Now we can build our model:

verMod <- tree(pitch_type ~ ., data = ver2)

## Controlling Tree Growth

We can control the size of the tree with the tree.control() function. Here is an example of its use:

trMod2 <- tree(sex ~ ., data = m111survey,
control = tree.control(
nobs = nrow(m111survey),
mincut = 2,
minsize = 4,
mindev = 0.001
))

Note that tree.control() takes four arguments. Here’s how they work.

### nobs

When you are building a tree from data, always set this argument to be the number of observations you have available, i.e,, the number of rows in your data frame.

### mincut

When the tree function is at a given node and is considering whether to split the node into two child nodes, then each child node has to contain at least the number of observations specified by mincut. If this minimum cannot be met then the node won’t be split, and it will become a terminal node in the tree.

### minsize

For any given node to be split at all, it must contain at least the number of observations specified by minsize. If this minimum cannot be met then the node won’t be split, and it will become a terminal node in the tree.

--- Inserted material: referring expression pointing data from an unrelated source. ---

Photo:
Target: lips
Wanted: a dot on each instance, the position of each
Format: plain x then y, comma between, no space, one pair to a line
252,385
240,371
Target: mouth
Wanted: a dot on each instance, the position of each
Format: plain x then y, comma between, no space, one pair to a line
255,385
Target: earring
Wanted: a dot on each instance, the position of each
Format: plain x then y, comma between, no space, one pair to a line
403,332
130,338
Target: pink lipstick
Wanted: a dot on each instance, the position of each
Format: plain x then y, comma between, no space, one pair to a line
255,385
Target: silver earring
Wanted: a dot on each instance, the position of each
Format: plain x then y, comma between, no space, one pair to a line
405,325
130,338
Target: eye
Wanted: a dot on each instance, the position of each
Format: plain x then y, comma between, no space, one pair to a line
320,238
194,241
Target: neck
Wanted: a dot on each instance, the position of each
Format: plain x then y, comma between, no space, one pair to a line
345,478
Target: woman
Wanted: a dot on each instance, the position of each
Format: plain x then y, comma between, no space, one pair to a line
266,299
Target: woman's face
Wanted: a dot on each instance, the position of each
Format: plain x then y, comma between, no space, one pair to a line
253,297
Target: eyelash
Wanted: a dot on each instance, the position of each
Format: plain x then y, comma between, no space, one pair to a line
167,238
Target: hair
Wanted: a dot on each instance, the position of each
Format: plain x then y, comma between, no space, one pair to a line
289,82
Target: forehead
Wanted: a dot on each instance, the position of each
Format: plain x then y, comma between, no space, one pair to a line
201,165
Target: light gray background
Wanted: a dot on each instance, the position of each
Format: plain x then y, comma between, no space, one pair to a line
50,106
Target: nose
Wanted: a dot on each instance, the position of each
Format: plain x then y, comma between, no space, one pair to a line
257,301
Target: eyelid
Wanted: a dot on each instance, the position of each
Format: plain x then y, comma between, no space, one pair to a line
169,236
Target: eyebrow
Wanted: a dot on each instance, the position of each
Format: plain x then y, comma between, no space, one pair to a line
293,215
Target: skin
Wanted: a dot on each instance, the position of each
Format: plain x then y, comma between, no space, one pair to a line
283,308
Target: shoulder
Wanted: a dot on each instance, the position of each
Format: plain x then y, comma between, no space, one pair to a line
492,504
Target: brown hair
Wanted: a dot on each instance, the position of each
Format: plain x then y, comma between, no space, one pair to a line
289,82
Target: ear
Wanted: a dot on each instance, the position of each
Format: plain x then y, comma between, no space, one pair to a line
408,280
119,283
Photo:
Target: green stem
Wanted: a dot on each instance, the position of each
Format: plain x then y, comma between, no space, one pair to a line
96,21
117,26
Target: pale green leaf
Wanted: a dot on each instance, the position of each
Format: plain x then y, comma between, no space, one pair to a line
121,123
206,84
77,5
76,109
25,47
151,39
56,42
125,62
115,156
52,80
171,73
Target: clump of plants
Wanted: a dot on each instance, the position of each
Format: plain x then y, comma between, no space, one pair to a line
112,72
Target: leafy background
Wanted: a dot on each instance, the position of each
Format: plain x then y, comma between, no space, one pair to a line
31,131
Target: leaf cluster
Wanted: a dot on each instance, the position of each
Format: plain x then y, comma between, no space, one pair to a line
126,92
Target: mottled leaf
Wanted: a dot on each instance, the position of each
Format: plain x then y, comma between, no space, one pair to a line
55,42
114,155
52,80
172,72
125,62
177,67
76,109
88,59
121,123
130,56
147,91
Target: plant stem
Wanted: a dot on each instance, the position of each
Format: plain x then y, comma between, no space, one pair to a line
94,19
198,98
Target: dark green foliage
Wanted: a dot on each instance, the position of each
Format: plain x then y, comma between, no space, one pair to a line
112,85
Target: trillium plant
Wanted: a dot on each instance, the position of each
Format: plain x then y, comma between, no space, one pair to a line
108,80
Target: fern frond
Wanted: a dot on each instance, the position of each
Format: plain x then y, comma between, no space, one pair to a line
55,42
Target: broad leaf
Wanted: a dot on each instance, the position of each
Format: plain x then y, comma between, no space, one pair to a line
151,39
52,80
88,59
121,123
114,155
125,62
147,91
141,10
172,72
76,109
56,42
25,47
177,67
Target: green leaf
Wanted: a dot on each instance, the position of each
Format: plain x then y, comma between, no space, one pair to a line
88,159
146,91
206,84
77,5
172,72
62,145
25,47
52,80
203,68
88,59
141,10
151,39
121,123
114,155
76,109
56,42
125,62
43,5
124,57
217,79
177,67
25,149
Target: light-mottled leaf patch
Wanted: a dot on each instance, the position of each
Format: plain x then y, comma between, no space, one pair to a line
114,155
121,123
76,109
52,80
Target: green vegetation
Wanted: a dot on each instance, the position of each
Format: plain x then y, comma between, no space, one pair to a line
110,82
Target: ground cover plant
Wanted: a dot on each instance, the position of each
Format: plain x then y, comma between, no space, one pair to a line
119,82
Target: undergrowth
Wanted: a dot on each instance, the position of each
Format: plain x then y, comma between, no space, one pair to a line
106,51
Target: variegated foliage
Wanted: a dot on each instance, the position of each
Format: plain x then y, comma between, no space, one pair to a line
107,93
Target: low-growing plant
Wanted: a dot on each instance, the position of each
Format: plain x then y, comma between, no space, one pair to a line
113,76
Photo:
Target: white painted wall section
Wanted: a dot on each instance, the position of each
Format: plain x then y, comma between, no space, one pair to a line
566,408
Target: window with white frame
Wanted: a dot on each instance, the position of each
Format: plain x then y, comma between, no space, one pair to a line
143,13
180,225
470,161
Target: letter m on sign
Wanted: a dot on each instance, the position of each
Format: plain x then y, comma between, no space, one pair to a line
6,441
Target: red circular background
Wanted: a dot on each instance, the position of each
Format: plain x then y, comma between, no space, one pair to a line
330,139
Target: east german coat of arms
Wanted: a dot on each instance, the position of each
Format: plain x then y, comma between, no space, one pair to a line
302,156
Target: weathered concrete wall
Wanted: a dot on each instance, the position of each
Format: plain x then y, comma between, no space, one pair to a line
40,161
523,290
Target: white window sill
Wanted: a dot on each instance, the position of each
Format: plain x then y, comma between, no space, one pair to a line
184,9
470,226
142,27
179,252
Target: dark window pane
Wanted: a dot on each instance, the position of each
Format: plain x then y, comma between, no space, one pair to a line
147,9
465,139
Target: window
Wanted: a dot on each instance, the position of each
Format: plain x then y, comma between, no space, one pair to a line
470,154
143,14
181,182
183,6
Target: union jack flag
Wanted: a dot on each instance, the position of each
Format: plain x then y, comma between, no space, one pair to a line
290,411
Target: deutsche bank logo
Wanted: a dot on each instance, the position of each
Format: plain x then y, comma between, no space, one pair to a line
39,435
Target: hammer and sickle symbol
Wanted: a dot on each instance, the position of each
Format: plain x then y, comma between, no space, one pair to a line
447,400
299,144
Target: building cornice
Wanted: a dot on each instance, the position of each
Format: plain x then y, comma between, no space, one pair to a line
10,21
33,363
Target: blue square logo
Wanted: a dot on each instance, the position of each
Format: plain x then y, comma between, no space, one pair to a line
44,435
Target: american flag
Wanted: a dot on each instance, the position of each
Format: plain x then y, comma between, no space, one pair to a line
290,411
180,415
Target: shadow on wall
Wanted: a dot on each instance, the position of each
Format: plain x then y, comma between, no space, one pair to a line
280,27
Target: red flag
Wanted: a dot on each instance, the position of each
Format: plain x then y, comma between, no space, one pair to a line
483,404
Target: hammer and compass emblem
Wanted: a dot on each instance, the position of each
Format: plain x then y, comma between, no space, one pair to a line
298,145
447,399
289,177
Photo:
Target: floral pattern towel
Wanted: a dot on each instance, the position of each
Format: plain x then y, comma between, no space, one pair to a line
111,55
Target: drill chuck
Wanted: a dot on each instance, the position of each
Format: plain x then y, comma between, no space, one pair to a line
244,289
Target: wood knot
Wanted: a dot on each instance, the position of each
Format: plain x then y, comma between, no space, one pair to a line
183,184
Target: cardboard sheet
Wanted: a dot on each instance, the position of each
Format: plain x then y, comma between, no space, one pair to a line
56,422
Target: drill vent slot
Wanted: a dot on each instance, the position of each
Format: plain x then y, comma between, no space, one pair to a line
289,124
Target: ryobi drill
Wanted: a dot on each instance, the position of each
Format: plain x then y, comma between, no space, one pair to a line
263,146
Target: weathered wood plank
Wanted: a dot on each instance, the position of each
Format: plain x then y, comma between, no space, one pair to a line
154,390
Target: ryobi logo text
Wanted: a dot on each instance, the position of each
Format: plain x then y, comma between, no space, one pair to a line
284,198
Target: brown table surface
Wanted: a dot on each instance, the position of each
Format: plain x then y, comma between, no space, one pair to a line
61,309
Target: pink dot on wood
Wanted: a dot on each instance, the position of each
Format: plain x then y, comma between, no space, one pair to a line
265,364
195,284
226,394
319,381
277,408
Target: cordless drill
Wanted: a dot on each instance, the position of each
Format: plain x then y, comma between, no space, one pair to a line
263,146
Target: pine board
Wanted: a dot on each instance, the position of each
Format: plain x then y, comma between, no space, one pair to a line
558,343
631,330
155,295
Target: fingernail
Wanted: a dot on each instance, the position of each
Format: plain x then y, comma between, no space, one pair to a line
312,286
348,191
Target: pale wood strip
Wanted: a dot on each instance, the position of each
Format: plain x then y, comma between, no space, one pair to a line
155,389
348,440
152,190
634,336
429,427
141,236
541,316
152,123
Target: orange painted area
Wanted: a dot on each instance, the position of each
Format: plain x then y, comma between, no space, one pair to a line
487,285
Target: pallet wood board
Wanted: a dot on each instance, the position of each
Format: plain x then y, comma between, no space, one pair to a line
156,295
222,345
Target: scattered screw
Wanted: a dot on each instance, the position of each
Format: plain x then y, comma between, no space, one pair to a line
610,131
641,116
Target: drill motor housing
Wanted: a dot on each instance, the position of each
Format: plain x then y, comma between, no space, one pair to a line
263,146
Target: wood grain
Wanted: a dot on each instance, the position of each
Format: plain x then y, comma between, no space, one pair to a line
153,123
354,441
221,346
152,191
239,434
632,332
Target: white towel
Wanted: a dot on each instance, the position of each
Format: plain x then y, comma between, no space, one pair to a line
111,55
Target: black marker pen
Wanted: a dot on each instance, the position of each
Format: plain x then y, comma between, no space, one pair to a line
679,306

Note that mincut cannot be set to more than half of minsize.

### mindev

For any given node to be split, the deviance at this node must be at least mindev times the deviance at the root node of the tree (the deviance prior to any splitting). Thus, if mindev is set to 0.01, then the deviance at the node under consideration has to be at least 1% of the root-node deviance. If this condition cannot be met, then the node under consideration will not be split and will become a terminal mode for the tree.

### Note on nobs

You might wonder why we have to set the value of nobs at all: don’t we always intend to use all of the observations we have at our disposal?

The reason is that tree.control() can be used on its, apart from any data set, to investigate where certain choices might take us. Thus:

tree.control(nobs = 68,
mincut = 2,
minsize = 4,
mindev = 0.001)
## $mincut ## [1] 2 ## ##$minsize
## [1] 4
##
## $mindev ## [1] 0.001 ## ##$nmax
## [1] 91
##
## \$nobs
## [1] 68

The item nmax gives an estimate of the largest number of nodes that might occur when we construct a tree under the conditions given by nobs, mincut, minsize and mindev. Here, the largest possible tree would have about 91 nodes. In practice the number of nodes usually will be much less. For example, trMod2 constructed with the above parameters has only five nodes:

summary(trMod2)
##
## Classification tree:
## tree(formula = sex ~ ., data = m111survey, control = tree.control(nobs = nrow(m111survey),
##     mincut = 2, minsize = 4, mindev = 0.001))
## Variables actually used in tree construction:
## [1] "ideal_ht" "GPA"      "height"
## Number of terminal nodes:  5
## Residual mean deviance:  0.1046 = 6.592 / 63
## Misclassification error rate: 0.02941 = 2 / 68

You aren’t likely use tree.control() on its own, but you still need to set nobs.

### Tree Size

As a rule, the lower you set mincut, minsize and mindev, the more nodes your tree will have. At any rate, lowering one of these values will never decrease the number of nodes.

### The Default Tree

The default values of mincut, minsize and mindev are 5, 10 and 0.01 respectively. Thus the tree obtained without recourse to tree.control():

trSex <- tree(sex ~ ., data = m111survey)

is the same as the tree produced by

trSex <- tree(sex ~ ., data = m111survey,
control = tree.control(
nobs = nrow(m111survey),
mincut = 5,
minsize = 10,
mindev = 0.01
))